Industry players unite for MiFID II implementation with Project Sentinel
Project Sentinel, a collaborative initiative by a group of banks to mutualise the cost of MiFID II implementation in the OTC front office, has announced the creation of a normalised regulatory data model that assists investment firms to meet their MiFID II OTC sales and trading requirements.
Etrading Software, which has the project management office (PMO) role at Sentinel, says that dealing with MiFID requires substantial human resources, expertise and technology investment – which, if tackled on “an institution by institution basis, will demand substantial investment in areas that provide limited or no competitive advantage”.
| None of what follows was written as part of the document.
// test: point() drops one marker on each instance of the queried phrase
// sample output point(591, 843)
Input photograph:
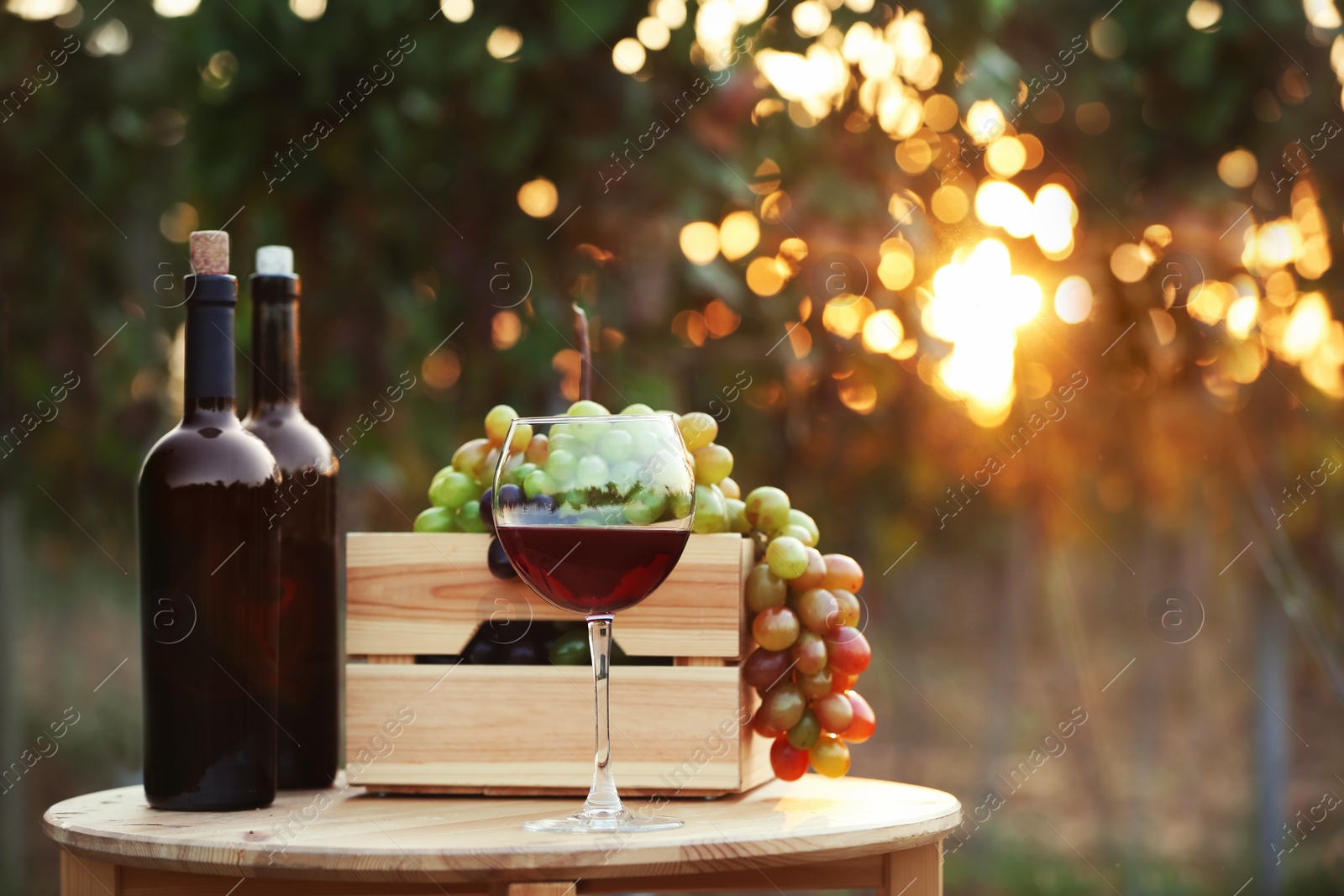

Hence, the aim of Project Sentinel is to enable market participants to pool resources with their peer group in the non-competitive areas, such as MiFID II, by investing in a standards-based, strategic MiFID II compliant technology solution. This solution, explains Etrading, “streamlines and automates the business processes for the front-office, brings value and efficiency back to the business and reduces commercial risk”.
The collaborative initiative focuses on:
- reducing costs and risks through the mutualisation of analysis, interpretation and implementation;
- reducing compliance costs thanks to sharing of costs of IT investment;
- economies of scale to create a competitive, market-leading, “best-in-class”solution;
- ensuring dedicated, focused resources working on a single project;
- consistent interpretation of MiFID II across participating institutions;
- creating a flexible solution that can be adapted to other regulatory regimes such as EMIR and Dodd-Frank.
What’s next?
The next phase of Project Sentinel is mapping out the MiFID II compliant workflows for the core variations of:
- interaction types;
- client types;
- trading models;
- venue types;
- instruments across the trading lifecycle.
This will then lead to the selection of best-of-breed technology solutions – buy or build – for the new market structure to come, says Etrading.